The room located just behind der Rathskeller is known for its large, colorful murals created in the mid-1990s as a lasting representation of students of color at UW-Madison.
The murals share stories of historical events and specific individuals from multiple ethnic groups whose lives serve as inspiration for UW-Madison students. The images aim to remind us of the true and sometimes painful contributions people of color made to the United States throughout history.
The murals represent multiple historical figures, such as Chief Black Hawk, who defended Native American land in the 1830s, and abolitionist John Brown.
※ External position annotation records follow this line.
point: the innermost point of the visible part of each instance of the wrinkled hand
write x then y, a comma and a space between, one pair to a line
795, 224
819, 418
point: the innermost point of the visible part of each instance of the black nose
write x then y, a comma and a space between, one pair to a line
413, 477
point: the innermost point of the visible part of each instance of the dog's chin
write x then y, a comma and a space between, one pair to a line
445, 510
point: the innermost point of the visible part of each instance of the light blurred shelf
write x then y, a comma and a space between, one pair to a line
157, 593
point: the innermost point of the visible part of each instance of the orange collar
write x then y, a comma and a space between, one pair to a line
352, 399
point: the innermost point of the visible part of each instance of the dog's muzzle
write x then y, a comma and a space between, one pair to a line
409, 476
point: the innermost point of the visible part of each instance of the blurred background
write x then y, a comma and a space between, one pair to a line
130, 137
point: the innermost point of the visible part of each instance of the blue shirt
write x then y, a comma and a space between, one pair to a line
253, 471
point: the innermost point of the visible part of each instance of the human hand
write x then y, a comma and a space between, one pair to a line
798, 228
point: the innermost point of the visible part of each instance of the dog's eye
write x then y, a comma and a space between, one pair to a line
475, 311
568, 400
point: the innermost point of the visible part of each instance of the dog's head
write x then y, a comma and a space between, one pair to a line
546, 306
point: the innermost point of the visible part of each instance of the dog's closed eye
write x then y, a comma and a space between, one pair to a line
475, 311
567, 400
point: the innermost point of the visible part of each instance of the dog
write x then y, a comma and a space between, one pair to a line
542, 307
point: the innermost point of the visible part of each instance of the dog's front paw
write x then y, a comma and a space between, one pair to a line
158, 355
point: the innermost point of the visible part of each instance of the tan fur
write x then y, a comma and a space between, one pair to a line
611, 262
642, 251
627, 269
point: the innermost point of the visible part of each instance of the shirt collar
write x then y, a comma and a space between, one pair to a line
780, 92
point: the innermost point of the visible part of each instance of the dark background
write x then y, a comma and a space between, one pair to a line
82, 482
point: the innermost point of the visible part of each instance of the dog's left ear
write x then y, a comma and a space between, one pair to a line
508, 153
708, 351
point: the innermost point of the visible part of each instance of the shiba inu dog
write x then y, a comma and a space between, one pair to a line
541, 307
As a UW-Madison student, Miguel Guevara (a 1995 graduate) served as the Directorate Cross Cultures director and played an active part in the mural creation. “The most rewarding part was working across campus with different multicultural groups,” Guevara said. “Each group had a lot of rich history, and we learned a lot about each other while creating the space.”
Enthusiasm for the Gekas Lounge multicultural murals at Memorial Union began in 1993 with the forming of the Multicultural Mural Committee. The forming of this committee by students received strong support from the Union Council, the governing board of the Wisconsin Union.
The committee selected Leo Tanguma as the artist tasked with capturing the students’ vision.
By 2016, multiple generations of Badgers have studied and made memories under the colorful murals, which are safely stored while Gekas Lounge is completed.
“I’m interested in getting back some of the volunteers that worked on those murals for the reopening of the Gekas Lounge,” Guevara said. “It would be great to make a connection with students today, to bridge together both generations and cultures.”